Someone did a Google search on that topic and found this blog. Some airplanes are equipped with internet access, but I'm going to assume the searcher was preparing in advance, and not in desperate need of the information. It's too late now, as that was a few weeks ago.
Just in case, let me present a quick step-by-step primer. Remember a good landing is one you can walk away from. (It's a great landing if the airplane is reusable).
1. Find a suitable landing site
The best place to land is an airport. If you have any problems, prefer the airport with the best weather, the longest, widest runways and the most extensive emergency services. If you haven't got an airport, choose the longest, flattest, hardest surface available, without obstructions.
2. Tell them you're coming
Tune the radio to 121.50 and announce your intentions. Use plain English (or your local language) not pilot speak. Something like "My name is Albert and I have an emergency because I have never landed an airplane before," will get a lot of people's attention. Tell them to the best of your knowledge where you are, what sort of airplane you are flying, how many people on board, and exactly where you plan to land. If you happen to know your flight number (it might be on your boarding card, or on a post-it note on the dashboard, because pilots can never remember it either) or the callsign of the airplane, that would help a lot. ATC will line up all the firetrucks for you and move others out of your way. They can also help you find an airport. Don't let them distract you from your primary task of landing. If they tell you to do something you can't do, refuse.
3. Prepare the cabin
Stow all baggage. Have people remove items like eyeglasses and sharp jewellery from their person and aggressively tighten their seatbelts. Review evacuation procedures. Try to keep the passenger alertness level above complacency but below panic.

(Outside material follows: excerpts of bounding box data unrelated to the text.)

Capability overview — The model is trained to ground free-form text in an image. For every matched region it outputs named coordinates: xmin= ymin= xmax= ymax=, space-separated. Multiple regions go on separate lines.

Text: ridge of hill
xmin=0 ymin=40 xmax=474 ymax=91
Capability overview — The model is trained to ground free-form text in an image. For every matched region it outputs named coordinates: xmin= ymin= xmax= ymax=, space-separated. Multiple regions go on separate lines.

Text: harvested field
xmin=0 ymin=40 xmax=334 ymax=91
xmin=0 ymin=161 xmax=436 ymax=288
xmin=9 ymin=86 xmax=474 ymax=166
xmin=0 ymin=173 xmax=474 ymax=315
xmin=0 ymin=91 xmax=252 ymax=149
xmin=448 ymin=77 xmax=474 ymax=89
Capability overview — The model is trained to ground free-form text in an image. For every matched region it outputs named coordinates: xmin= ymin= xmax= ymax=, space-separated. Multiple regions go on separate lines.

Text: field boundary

4. Configure the airplane for landing
You need to slow down to a suitable approach speed. Too fast makes it hard to land, too slow makes it hard to fly, so you want to make an effort here. The air traffic controllers may be able to help you out. Maybe there's a TOLD card on the dashboard, or a placard listing approach speeds at different weights. Pull back the throttle(s). You'll hear the engine sound decrease, and the airplane will start to descend. Pull back on the yoke a bit to stop it descending and it will slow down instead. See if you can find a thumb switch on the yoke, or a vertically mounted trim wheel somewhere in the cockpit so you don't have to use a lot of strength to pull back. You'll also want the gear and flaps down. There are particular speeds at which these things should be deployed, but wrinkled flaps and torn gear doors are tolerable. The gear handle looks like a little wheel and the flap handle like a spatula. They should also be labelled. As a rough approximation, put the gear down with the airspeed indication at six o'clock and put half the flaps down, then slow to a speed at about the four o'clock position. Once you're happy with the speed, adjust the power so that the airplane is descending at a rate that will bring it to the runway and the ground at the same time.
5. Align with the runway
Bank the airplane towards the runway and then level the wings when you're pointing straight at it. Keep the wings level. You can do a bit of steering with the rudder pedals to keep the nose pointed straight ahead. Keep it straight. If it looks like you are going to land before the runway, increase the power. If it looks like you will go too far, pull the power back further and put down more flaps. Keep the airplane pointed at the runway.
When you get so close to the ground that you're afraid the nosewheel is about to crash into it, reduce the power to nothing and pull back on the yoke to level out. Don't pull the nose way up, just level out. The longer you can hold the airplane level with the power at idle, the slower the airplane will be going when it hits the ground. Slow is good, especially if you have no experience braking or steering on the ground. You both steer and brake with your feet on most airplanes as you are slowing down, but if you've never done it before, chances are you'll overdo it and go off the runway. Don't do anything too hastily, and remember the firetrucks are right behind you.
Good luck, and be cautioned: this website is no substitute for a good flight instructor. Aviatrix takes no responsibility for results.
I'd love to know how far off this advice is for your airplane.